Volvamos a la señorita Matty. Resultaba muy grato ver que su generosidad y su ingenuo sentido de la justicia despertaban las mismas cualidades en otras personas. Jamás pensaba que alguien podía engañarla, porque a ella la afligiría hacerlo a los demás. Una vez oí cómo ponía fin a las intenciones del hombre que le traía el carbón diciéndole suavemente: «Estoy segura de que sentiría mucho traerme menos peso». Si aquel día la medida era corta, no creo que volviera a repetirse. La gente hubiera tenido tanta vergüenza de aprovecharse de su buena fe como si se tratase de un niño. Decía mi padre: «Tal simplicidad estará muy bien en Cranford, pero es imposible en otra parte del mundo». Y digo yo que el mundo debía de estar muy mal, porque a pesar de que mi padre sospechaba de cuantos trataban con él y de las precauciones que tomaba, el año pasado le estafaron más de mil libras.
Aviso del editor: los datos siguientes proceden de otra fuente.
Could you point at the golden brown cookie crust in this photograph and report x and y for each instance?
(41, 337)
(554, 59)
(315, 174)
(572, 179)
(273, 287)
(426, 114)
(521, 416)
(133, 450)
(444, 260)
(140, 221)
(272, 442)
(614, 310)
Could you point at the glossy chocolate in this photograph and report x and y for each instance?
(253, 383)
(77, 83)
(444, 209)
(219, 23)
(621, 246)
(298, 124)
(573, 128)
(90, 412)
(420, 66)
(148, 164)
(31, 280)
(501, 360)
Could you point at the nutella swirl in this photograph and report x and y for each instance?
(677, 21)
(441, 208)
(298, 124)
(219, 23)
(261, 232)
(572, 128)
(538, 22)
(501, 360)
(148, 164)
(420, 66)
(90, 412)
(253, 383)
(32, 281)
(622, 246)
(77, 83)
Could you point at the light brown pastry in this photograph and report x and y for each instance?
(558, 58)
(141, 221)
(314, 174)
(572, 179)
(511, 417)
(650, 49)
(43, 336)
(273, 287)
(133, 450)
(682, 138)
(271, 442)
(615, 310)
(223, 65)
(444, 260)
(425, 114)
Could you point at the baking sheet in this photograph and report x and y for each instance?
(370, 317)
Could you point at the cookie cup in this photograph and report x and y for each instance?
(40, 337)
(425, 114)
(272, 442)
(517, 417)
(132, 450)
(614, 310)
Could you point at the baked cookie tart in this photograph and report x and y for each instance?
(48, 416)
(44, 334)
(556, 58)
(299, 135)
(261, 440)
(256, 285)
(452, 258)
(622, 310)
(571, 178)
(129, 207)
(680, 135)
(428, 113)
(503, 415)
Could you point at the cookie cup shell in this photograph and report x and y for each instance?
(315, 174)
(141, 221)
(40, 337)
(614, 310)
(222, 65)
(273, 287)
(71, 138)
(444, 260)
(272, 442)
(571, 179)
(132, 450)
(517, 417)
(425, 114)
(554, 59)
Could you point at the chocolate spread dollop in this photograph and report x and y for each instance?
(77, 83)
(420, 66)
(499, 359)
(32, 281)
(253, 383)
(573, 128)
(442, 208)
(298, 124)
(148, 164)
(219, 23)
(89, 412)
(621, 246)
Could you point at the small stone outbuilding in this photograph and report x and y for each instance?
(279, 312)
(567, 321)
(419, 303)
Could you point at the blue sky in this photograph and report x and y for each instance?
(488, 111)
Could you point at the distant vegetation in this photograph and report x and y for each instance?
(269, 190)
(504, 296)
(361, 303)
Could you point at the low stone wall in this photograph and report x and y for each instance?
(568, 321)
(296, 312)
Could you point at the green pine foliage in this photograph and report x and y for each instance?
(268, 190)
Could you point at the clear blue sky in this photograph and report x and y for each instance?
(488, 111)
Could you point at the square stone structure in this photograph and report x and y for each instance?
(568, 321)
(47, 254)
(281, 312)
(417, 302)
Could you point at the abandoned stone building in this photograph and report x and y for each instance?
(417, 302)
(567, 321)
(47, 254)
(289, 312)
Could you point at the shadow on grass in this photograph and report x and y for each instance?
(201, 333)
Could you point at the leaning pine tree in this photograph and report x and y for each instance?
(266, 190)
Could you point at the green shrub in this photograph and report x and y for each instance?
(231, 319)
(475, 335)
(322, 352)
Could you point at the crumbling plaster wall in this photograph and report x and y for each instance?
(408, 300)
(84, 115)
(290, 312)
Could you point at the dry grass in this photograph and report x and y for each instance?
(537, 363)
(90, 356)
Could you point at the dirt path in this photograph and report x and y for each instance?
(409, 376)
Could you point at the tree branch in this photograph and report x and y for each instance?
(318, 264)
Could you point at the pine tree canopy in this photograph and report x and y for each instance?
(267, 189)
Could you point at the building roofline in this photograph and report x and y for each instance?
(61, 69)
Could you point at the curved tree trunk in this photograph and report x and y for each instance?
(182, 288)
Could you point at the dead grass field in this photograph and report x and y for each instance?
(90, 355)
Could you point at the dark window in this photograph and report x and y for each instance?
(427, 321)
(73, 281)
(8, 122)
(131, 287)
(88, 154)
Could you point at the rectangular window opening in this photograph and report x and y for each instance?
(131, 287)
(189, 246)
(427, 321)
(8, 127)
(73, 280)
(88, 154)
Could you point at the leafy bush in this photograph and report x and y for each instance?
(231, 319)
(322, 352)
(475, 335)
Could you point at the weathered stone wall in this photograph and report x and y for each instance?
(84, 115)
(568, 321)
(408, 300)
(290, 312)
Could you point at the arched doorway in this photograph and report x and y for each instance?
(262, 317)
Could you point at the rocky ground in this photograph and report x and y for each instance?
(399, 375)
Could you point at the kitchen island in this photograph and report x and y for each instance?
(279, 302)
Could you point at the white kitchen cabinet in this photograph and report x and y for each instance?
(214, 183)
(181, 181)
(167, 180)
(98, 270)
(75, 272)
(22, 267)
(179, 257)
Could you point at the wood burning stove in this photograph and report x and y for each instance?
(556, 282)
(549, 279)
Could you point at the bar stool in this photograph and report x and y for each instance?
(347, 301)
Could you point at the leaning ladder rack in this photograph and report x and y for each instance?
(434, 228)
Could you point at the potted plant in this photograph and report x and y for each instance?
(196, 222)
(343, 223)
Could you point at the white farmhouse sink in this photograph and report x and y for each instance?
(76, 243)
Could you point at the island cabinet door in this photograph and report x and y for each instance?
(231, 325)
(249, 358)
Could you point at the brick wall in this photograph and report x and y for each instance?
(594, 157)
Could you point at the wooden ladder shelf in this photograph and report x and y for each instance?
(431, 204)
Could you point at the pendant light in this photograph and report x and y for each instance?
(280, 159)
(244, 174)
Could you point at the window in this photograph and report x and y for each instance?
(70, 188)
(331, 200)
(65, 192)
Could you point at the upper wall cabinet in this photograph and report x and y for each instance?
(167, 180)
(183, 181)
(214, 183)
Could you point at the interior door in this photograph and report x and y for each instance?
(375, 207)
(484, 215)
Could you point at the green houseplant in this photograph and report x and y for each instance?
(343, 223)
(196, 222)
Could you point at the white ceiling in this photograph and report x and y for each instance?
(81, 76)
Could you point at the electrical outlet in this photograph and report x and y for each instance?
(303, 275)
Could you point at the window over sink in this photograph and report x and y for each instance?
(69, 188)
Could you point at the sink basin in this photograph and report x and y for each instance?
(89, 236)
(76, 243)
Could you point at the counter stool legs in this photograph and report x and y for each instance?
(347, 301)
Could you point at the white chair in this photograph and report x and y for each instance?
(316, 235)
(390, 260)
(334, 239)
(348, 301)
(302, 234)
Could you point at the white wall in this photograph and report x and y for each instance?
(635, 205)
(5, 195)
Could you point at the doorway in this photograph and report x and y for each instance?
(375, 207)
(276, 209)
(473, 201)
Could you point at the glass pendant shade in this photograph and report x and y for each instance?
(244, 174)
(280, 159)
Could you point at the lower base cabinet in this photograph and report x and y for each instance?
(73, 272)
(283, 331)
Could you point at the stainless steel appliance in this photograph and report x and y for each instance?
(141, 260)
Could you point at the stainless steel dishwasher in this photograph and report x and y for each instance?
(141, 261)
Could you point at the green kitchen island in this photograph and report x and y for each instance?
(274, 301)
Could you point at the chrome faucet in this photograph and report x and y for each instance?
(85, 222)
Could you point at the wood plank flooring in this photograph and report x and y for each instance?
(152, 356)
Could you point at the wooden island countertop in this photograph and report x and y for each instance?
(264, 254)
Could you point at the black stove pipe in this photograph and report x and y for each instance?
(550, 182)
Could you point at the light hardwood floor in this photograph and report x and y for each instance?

Me quedé el tiempo suficiente para que la señorita Matty se adaptara a su nuevo estilo de vida y para empaquetar la biblioteca, que había adquirido el párroco. Este había escrito una carta muy amable a la señorita Matty en la que decía «cuánto le alegraría poder adquirir a cualquier precio una biblioteca tan bien seleccionada como sabía que había de ser la del difunto señor Jenkyns». Cuando ella aceptó, con una mezcla de tristeza y de alegría porque los libros volverían a ocupar las estanterías de la rectoría, el párroco respondió que no estaba seguro de poder alojarlos todos por motivos de espacio y que tal vez la señorita Matty tendría la bondad de permitirle dejar algunos volúmenes en su casa. La señorita Matty, no obstante, dijo que ya tenía en su haber la Biblia y el Diccionario Johnson, y que por otra parte no contaba con tener mucho tiempo para leer; por todo lo cual yo conservé unos cuantos en consideración a la generosidad del párroco.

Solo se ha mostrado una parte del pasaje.